More than a quarter of the population has digestive problems, with symptoms such as abdominal pain, bloating, diarrhea or constipation. Generic and not very specific indicators that, typed into Google or transferred to the terrain of social networks and influencers, often result in SIBO, an acronym for excessive growth of the bacterial population in the small intestine. It is the fashionable disease, the pathology that is leading its supposed patients to saturate medical consultations and to gloss over the accounts of laboratories that do tests of dubious reliability.

"SIBO is a concept that needs to be understood well. It's not a disease, it's a complication of some digestive process", explains Javier Santos, neurogastroenterology assistant at Vall d'Hebron and Ciber for liver and digestive diseases. It usually affects patients with diabetes or systemic diseases such as Parkinson's, people who have undergone abdominal surgery or who have other digestive diseases. In other words, not everyone has SIBO, not by a long shot, but "it has become fashionable", says the doctor: "If you go to Google there are many websites of dubious scientific quality that mislead patients. People see that their symptoms match what they are being told and come to consultations with the specific demand of whether we can assess for SIBO”. According to Santos, more than the internet, the problem is the healthcare system. “ Up to 30% of the population may have digestive problems and the public system is not prepared to absorb such a huge demand. They are people who are not well and are excluded from the system", he argues. It's no surprise, according to this reasoning, that they look to the web for answers.

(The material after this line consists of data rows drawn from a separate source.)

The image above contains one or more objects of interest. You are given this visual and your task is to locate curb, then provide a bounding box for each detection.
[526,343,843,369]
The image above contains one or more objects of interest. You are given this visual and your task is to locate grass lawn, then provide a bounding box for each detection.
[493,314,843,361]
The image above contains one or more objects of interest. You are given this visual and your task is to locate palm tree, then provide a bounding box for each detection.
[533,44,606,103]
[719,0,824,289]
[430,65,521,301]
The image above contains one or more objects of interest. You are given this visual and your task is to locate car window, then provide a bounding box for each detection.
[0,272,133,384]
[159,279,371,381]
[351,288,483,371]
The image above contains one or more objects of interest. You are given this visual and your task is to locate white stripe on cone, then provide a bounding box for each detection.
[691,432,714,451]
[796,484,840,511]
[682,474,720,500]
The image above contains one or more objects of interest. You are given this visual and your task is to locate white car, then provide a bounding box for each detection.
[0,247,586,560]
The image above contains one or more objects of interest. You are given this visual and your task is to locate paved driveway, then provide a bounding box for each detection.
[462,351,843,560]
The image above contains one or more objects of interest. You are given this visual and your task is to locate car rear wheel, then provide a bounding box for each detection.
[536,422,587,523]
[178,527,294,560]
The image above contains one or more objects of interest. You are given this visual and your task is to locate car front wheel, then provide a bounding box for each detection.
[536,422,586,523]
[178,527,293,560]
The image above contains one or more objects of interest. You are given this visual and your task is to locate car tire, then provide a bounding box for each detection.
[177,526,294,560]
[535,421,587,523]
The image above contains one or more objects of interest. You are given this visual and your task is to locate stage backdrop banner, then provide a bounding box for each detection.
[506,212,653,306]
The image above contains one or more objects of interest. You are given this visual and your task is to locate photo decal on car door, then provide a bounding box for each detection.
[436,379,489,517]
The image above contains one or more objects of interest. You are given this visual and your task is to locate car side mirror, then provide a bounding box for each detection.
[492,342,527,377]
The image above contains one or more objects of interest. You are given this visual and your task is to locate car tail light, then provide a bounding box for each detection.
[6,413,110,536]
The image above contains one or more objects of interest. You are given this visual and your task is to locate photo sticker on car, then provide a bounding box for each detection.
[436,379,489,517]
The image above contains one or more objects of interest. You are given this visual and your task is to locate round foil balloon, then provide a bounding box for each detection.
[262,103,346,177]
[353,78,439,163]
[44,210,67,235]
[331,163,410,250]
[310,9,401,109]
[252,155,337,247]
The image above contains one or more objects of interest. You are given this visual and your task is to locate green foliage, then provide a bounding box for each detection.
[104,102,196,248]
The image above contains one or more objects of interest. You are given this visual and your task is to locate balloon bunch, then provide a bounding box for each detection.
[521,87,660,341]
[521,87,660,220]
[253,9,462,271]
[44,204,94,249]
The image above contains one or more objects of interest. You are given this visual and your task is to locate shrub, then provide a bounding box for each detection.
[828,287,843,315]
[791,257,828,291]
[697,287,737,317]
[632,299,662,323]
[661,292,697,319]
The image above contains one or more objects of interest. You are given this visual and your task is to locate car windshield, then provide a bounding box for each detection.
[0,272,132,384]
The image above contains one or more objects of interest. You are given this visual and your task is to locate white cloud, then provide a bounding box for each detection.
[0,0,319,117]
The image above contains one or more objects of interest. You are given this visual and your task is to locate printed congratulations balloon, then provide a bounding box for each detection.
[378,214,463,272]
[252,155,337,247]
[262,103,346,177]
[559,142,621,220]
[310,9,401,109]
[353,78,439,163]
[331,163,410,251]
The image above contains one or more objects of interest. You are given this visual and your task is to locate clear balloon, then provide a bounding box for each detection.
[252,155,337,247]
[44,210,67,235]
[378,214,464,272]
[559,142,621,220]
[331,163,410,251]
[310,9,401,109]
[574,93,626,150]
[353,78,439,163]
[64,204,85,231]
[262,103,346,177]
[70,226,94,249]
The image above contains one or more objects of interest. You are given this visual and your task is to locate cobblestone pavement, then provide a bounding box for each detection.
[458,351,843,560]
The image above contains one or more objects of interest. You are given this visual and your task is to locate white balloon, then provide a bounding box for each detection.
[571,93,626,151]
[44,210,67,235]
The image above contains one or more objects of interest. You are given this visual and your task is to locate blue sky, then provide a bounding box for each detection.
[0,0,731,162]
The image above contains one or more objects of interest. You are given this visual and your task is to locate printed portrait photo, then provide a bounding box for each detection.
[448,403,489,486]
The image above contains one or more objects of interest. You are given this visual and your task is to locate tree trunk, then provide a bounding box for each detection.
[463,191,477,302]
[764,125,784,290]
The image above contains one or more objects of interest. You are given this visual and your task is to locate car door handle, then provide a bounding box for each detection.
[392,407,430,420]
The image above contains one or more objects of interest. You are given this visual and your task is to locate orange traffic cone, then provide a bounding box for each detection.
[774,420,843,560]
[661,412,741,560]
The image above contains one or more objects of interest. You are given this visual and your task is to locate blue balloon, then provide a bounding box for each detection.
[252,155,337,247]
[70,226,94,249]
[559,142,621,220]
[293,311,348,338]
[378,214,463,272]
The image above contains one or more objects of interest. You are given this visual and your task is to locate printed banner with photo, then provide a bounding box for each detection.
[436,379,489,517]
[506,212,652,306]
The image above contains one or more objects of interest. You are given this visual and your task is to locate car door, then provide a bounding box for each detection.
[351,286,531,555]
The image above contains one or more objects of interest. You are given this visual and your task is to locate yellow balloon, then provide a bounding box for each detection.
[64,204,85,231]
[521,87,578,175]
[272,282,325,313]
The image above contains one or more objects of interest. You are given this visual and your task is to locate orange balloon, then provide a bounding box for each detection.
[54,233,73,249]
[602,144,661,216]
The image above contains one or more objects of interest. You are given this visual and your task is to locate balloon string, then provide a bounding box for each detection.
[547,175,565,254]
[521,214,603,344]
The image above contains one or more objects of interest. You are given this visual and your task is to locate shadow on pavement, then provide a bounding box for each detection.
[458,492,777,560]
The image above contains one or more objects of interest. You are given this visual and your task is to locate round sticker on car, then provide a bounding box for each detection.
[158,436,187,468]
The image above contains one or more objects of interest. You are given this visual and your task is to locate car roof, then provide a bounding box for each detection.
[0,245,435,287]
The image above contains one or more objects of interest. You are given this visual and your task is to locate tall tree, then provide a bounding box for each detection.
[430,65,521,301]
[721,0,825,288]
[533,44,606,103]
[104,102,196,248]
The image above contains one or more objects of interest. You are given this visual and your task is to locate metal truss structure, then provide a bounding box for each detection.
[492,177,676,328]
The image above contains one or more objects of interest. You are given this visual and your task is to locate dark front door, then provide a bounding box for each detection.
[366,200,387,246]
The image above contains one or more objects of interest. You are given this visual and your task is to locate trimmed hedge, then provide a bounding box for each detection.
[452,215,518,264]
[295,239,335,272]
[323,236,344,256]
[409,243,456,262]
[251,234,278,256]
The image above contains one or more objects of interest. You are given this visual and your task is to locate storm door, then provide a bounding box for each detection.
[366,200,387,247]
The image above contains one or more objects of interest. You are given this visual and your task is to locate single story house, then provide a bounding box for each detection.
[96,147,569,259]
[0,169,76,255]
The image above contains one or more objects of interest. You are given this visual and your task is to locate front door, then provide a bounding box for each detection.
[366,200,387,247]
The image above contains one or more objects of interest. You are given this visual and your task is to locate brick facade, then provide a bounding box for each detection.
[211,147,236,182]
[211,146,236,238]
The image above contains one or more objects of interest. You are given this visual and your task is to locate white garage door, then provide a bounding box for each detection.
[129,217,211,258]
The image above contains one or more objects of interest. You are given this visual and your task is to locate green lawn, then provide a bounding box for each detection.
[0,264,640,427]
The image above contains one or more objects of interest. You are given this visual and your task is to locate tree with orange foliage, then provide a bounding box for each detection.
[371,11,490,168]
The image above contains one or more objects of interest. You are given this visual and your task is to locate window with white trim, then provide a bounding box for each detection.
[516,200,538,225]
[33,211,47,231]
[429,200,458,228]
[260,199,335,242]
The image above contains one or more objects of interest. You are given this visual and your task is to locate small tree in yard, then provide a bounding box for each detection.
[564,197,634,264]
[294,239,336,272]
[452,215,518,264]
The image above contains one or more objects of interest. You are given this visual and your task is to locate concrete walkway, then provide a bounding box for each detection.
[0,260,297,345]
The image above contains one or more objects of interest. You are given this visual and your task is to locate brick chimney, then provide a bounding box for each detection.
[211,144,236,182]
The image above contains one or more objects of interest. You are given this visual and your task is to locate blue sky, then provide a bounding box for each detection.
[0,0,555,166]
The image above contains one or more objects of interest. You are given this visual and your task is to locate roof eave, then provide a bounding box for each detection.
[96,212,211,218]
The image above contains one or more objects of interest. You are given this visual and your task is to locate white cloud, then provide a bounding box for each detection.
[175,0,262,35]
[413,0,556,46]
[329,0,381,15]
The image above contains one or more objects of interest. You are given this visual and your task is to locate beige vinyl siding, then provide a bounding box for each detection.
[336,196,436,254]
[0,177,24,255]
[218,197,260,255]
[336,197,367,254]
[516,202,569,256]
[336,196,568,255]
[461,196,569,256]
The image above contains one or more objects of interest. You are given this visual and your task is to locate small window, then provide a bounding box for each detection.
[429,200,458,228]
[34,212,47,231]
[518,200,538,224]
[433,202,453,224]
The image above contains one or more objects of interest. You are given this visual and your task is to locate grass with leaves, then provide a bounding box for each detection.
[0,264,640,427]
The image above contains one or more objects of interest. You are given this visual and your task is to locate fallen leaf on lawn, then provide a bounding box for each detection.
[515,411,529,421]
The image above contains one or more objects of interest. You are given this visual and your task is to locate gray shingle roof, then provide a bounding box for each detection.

According to Pilar Nos, head of digestive medicine at La Fe hospital and president of the Valencian Society of Digestive Pathology, patients who go to health centers and ask for SIBO detection tests are collapsing the consultations. "It's real madness what's been happening for a couple or three years, since the pandemic, a social cycle", complaint". He maintains that around this disease, and framed in the cult of the body and food, a lucrative business has been set up of laboratory tests and the sale of all kinds of diets and food supplements that can end up harming people and the system. “The number of people requesting tests at digestive clinics is starting to become an overload problem, and the pressure you have from patients who are already coming in SIBO positive is starting to be significant. And they do not come indicated by the specialist, but because they have seen it on social networks. Health should not be in the hands of influencers".

Dr. Nos warns that the obsession with SIBO can hide more important disorders. According to the specialists, the profile of the affected people corresponds to that of a young or middle-aged woman with digestive disorders attributable to lifestyle: stress, anxiety, consumption of ultra-processed foods, eating outside, bad chewing. ..

"Because the symptoms are so frequent, people think that SIBO may be the cause," says Katja Serra, specialist in the digestive system at the HM Nou Delfos hospital. In his opinion, it is only necessary to investigate patients with serious or disabling symptoms and question a test "that has become very fashionable". "The most used test is the aspirated hydrogen breath test, which has a problem of variability and a high rate of false positives. Many laboratories do not know how reliable they are. Some do the test and the machine itself gives you the diagnosis, without going through an expert. Indeed, there may be overdiagnosis".

Serra points out that most of the digestive problems that come to consultations are linked to factors such as anxiety or stress, which do not play a role in the development of bacterial overgrowth in the small intestine (SIBO).